An interesting fun fact about yourself.
On two separate occasions when traveling to the other side of the place, I've randomly bumped into friends on the street without a clue they were there. It truly is a small world!

Todd Akita
Todd Akita, photographed by Olivia Burke

Todd Akita, FX Supervisor

How and why did you get into 3D?
A studio-mate of mine was taking an Alias class at Parsons (for CAD modeling) and suggested that I give it a try. So I signed up for a summer course, taught myself how to use the animation module, and ended up teaching product design students how to set key frames and do product demos in CG.

What’s your role within the team?
Problem solving ability and observation are all really important skills for an FX artist (mostly we handle natural phenomena like smoke, fire, water, and destruction).  The learning never stops and there's always a different way to approach a given problem.  But a method that works well for one person might be poorly suited to another.  So I try to keep the flow of information moving so that everyone can continue to approach the task at hand from a fresh perspective, find the approach that works best for them, and most importantly - looks good.

Who or what inspires you?
I don't sail or do anything of the sort, but there's a fellow by the name of Nainoa Thompson who in the 80's revived the art of traditional Polynesian navigation. To me they are like the first astronauts, but with a lineage going back thousands of years.

One piece of advice to a budding 3D artist?
Take full responsibility for your education and don't limit your studies to your discipline of choice.  Having a broad and diverse skill set not only makes you a better collaborator, it can also help you transition between disciplines and improve the quality of your primary focus as well.

An interesting fun fact about yourself.
In high school I used to paint large aerosol mural and a bunch of friends and I got the backdrop for Public Enemy when they played Aloha Tower in Hawaii in '89. After that, I figured 'ok then, I'm done - it's all downhill from here.'

Joji Tsuruga
Joji Tsuruga, photographed by Olivia Burke

Joji Tsuruga, Realtime Supervisor

How and why did you get into 3D?
Toy Story had the biggest impact on my interest in 3D.  After watching it in theaters I was completely in awe. It taught me that in the world of 3D, the possibilities are limitless. You can make your dreams come true. I knew then 3D was something I wanted to do. 

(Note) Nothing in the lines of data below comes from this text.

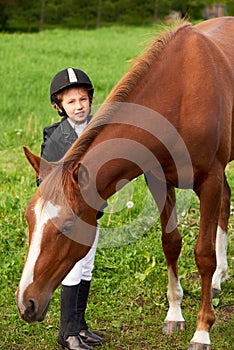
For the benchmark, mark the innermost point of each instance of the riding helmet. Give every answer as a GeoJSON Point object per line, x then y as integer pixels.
{"type": "Point", "coordinates": [67, 78]}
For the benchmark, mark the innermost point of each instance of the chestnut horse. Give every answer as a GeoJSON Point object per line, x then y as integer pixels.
{"type": "Point", "coordinates": [169, 117]}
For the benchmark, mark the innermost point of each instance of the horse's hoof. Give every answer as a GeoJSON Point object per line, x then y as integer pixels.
{"type": "Point", "coordinates": [198, 346]}
{"type": "Point", "coordinates": [215, 292]}
{"type": "Point", "coordinates": [171, 327]}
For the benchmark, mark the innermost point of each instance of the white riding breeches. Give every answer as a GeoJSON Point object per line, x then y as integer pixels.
{"type": "Point", "coordinates": [82, 270]}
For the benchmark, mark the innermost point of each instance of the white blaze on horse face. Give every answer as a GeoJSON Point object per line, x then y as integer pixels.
{"type": "Point", "coordinates": [43, 213]}
{"type": "Point", "coordinates": [220, 274]}
{"type": "Point", "coordinates": [174, 295]}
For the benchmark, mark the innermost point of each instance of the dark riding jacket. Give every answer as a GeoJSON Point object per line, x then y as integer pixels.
{"type": "Point", "coordinates": [58, 138]}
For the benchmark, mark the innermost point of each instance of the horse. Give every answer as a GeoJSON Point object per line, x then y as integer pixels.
{"type": "Point", "coordinates": [170, 117]}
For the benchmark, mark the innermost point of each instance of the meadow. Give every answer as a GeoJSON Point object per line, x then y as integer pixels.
{"type": "Point", "coordinates": [127, 303]}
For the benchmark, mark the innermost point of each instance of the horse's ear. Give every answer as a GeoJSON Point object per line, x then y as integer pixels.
{"type": "Point", "coordinates": [81, 175]}
{"type": "Point", "coordinates": [40, 165]}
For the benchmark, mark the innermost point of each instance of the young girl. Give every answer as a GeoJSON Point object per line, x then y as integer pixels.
{"type": "Point", "coordinates": [71, 94]}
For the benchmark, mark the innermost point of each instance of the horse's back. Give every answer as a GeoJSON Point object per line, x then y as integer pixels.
{"type": "Point", "coordinates": [221, 32]}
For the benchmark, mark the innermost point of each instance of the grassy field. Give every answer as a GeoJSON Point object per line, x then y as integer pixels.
{"type": "Point", "coordinates": [127, 302]}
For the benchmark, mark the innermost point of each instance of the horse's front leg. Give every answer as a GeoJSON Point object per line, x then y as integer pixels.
{"type": "Point", "coordinates": [209, 193]}
{"type": "Point", "coordinates": [164, 196]}
{"type": "Point", "coordinates": [221, 274]}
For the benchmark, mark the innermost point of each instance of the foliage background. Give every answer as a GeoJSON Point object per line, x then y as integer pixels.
{"type": "Point", "coordinates": [127, 303]}
{"type": "Point", "coordinates": [34, 15]}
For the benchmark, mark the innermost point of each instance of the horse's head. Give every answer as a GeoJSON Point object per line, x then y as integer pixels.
{"type": "Point", "coordinates": [61, 227]}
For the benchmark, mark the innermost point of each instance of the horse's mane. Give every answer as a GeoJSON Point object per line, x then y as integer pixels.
{"type": "Point", "coordinates": [57, 179]}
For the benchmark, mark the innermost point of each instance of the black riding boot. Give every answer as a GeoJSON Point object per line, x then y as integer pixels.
{"type": "Point", "coordinates": [87, 336]}
{"type": "Point", "coordinates": [69, 332]}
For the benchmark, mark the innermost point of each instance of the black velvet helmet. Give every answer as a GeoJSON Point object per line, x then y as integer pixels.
{"type": "Point", "coordinates": [67, 78]}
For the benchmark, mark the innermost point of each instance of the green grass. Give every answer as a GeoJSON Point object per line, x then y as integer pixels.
{"type": "Point", "coordinates": [127, 303]}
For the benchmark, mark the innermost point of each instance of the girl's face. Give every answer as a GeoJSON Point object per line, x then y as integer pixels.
{"type": "Point", "coordinates": [76, 103]}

What’s your role on the team?
In the 3D department, I am the Realtime Supervisor.  My role is to take all the knowledge I've gained from being a 3D Generalist and VFX Lead, and apply it to real time applications and new technologies including AR, VR and interactive installations.

Who or what inspires you?
Indie creators (artists, film-makers, game developers, etc.) are hugely inspiring.  Being unbound by conformity, some of the most unique and interesting experiences are created by these people.  It is especially motivating to see indie content reach huge successes, sometimes going above and beyond large business competitors.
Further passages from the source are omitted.